Sex diberikan kepada manusia bukan hanya dalam rangka reproduksi. Sex dikaruniakan kepada  manusia, pertama-tama dalam rangka persekutuan laki-laki dan perempuan. Di dalam sex pasangan itu menemukan misteri persekutuan laki-laki dan perempuan. Sex menggambarkan persekutuan antara Allah dan umat-Nya. Alkitab menggambarkan bahwa Allah menikah dengan umat-Nya. Nabi Hosea dengan jelas mengambarkan bangsa istael adalah isteri Allah. Puncak dari persekutuan itu akan terlihat di dalam saat kedua pasangan tersebut mencapai orgasme. Kita tahu dalam melakukan hubungan sex, suami menstimulir isterinya agar bersama mencapai orgasme, demikianlah Allah menstimulir jemaat-Nya untuk menikmati puncak persekutuan dengan Dia. Kita tahu bersama, Alkitab mengatakan bahwa manusia diciptakan segambar dengan Allah. Puncak dari persekutuan manusia dengan Allah digambarkan Alkitab adalah: pesta pernikahan Anak Domba Allah dengan pengantin-Nya kelak di surga. Sex merefleksikan hal itu. Berdasarkan pemahaman seperti itu, maka sex hanya dapat dinikmati di dalam sikap hati yang kudus melalui pernikahan. Kita tahu bersama, tidak semua persekutuan sex menghasilkan keturunan. Karena itu kita katakan bahwa tujuan sex adalah persekutuan. Melalui sex pasangan diberi kesempatan untuk masuk ke dalam rahasia persekutuan yang bersifat rohani. Jangan lupa, Allah menciptakan manusia segambar dengan Allah. di dalam Allah sendiri ada persekutuan yang bersifat rahasia, yakni Trinitatis. Pasangan masuk ke dalam persekutuan yang merupakan rahasia itu. Nalar tidak dapat mengerti akan hal itu sama seperti Trinitatis tidak dapat dimengerti oleh nalar.

Suami

Setelah kita membicarakan hukum dasar dalam pernikahan, sekarang kita membicarakan struktur di dalam pernikahan tersebut. Allah di dalam kedaulatan-Nya menetapkan suami adalah kepala di dalam keluarga. Demikianlah dikatakan di dalam Ef 5:23. Namun kita harus menggarisbawahi kata kepala di dalam ayat tersebut. Kata itu dalam bahasa Yunani adalah: Kephale. Kata ini dapat diartikan dengan ‘sumber’. Paulus membuat analogi sebagai berikut: suami adalah lambang dari Kristus, sementara isteri adalah lambang dari Gereja. Dari kisah penciptaan, kita tahu Hawa diciptakan dari tulang rusuk Adam. Hawa berasal dari Adam. Karena itu, Adam adalah kepala – sumber –  bagi Hawa. Kepala dari satu keluarga adalah suami. Itulah ketetapan Allah. Sayang, sekarang ini orang mempersoalkan otoritas di dalam keluarga. Jika Alkitab berbicara tentang suami adalah kepala dari isteri, ia tidak berbicara tentang otoritas. Paulus memulai nasihatnya yang mengatakan bahwa suami adalah kepala isteri dengan ungkapan ini: “dan rendahkanlah dirimu seorang kepada yang lain di dalam takut akan Kristus” Ef 5:21.

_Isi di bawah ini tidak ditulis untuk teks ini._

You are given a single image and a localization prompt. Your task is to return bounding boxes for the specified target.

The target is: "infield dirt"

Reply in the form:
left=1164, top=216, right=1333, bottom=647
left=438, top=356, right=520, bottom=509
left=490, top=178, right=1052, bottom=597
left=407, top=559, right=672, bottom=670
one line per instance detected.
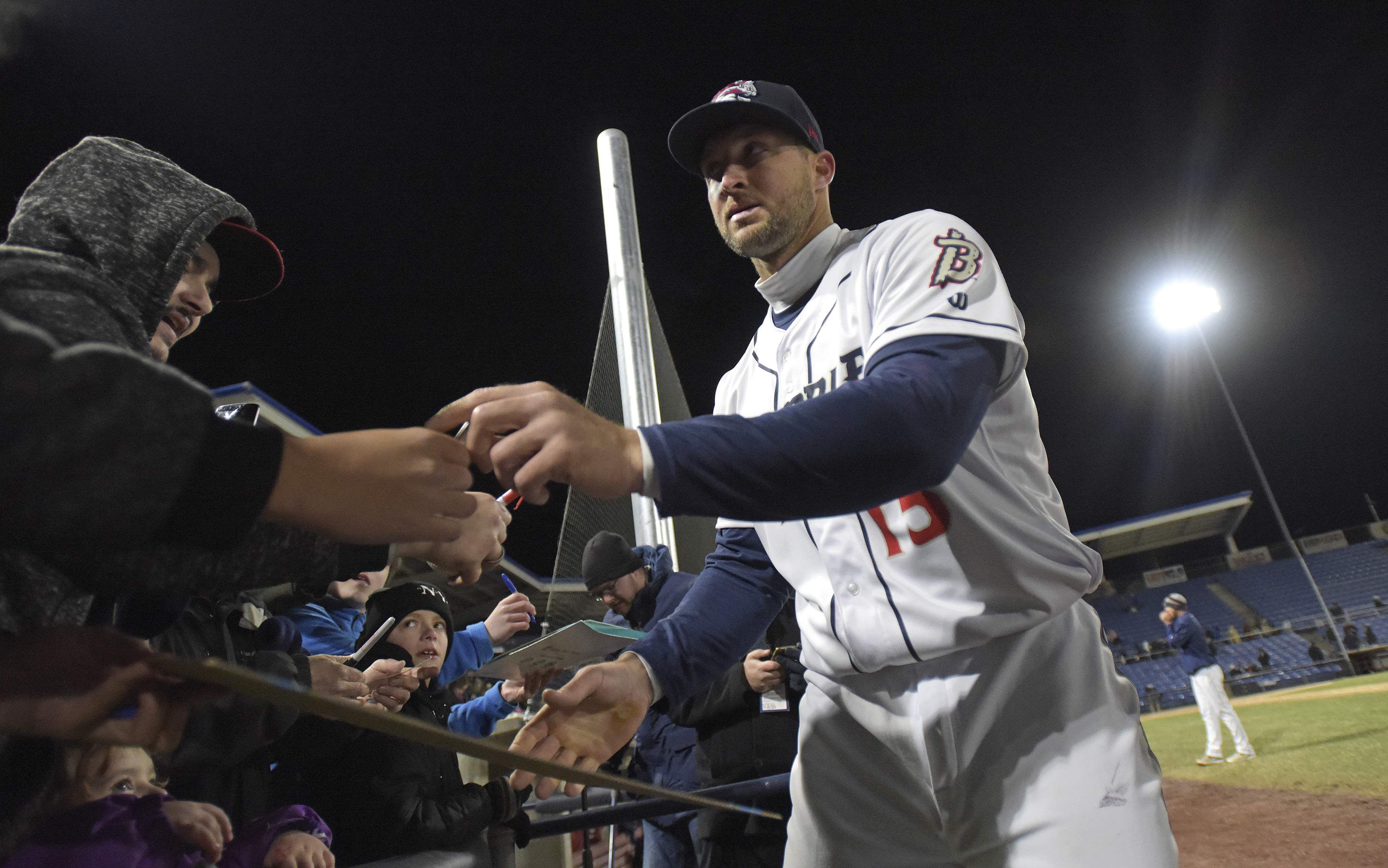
left=1162, top=778, right=1388, bottom=868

Seluruh anggota keluarga dan relasi dengan sesama didasarkan atas ‘saling merendahkan diri satu sama lain’. Oleh karena itu, tatkala Allah menentukan bahwa suami adalah kepala dari isteri, itu berarti didasarkan atas saling merendahkan diri satu sama lain. Karena pemegang otoritas adalah Allah sendiri. suami menjalankan otoritas Allah di dalam keluarganya. Cara suami menjalankan otoritas itu ialah kasih. Itulah yang ditetapkan Allah bagi suami. Bahkan kasih yang harus didemonstrasikannya ialah kasih Kristus. Sama seperti Kristus mati demi jemaat-Nya, demikian pulalah suami mengasihi isteri dan anak-anaknya.

 

Isteri

Isteri adalah gambaran dari jemaat. Satu hal yang dituntut dari jemaat ialah tunduk kepada Tuhannya. Maka seorang isteri dituntut agar tunduk kepada suami. Tunduk menurut pemahaman sebagian orang adalah tanda dari kelemahan. Oleh karena itu, sebisa mungkin orang menghindarinya. Tatkala jemaat diminta agar tunduk kepada Tuhan Yesus, bukan karena itu, ia direndahkan. Sebaliknya, jemaat dimuliakan dalam kepatuhannya tersebut. Paulus menasihati kita dengan gambaran yang sangat indah di dalam Flp 2:5-11. Di sana Paulus mengatakan: Yesus merendahkan diri dan tidak menganggap kesetaraan dengan Allah itu sebagai milik yang harus dipertahankan. Dalam keputusan karena kehendak bebas-Nya, Yesus mengambil sikap tunduk kepada kehendak Bapa-Nya. Karena kepatuhan itu, Allah meninggikan Dia dan memberikan kepada-Nya nama di atas segala nama. Itu adalah sebuah analogi bagi seorang isteri untuk tunduk kepada suami. Ia tunduk kepada suami bukan karena otoritas suami, melainkan karena itu adalah kehensak Allah. Ia tunduk kepada suami dari kehendak bebasnya. Itu dilakukannya demi Allah, bukan untuk suaminya. Untuk kepatuhannya itu, Allah akan memberikan kepada isteri kehormatan yang sangat luar biasa.

 

Menikah berarti Melayani

Jika kita menikah, pada hekekatnya kita dipanggil Allah untuk melayani. Kristus datang ke dunia ini untuk melayani. Tiap orang yang dipanggil Allah untuk masuk ke dalam keselamatan di dalam Yesus Kristus, terpanggil untuk melayani. Suami terpanggil untuk melayani isterinya, juga anak-anak yang dikaruniakan Allah kepadanya. Demikian juga isteri hadir untuk menolong suaminya menjalankan panggilan mereka untuk melayani. Kutipan dari Surat Efesus di atas sangat jelas menggambarkan bahwa kita saling melayani satu sama lain, termasuk pasangan dan anggota keluarga kita. Tatkala kita membekali diri dengan pemahaman saling melayani, maka kebutuhan pasangan kita akan terpenuhi.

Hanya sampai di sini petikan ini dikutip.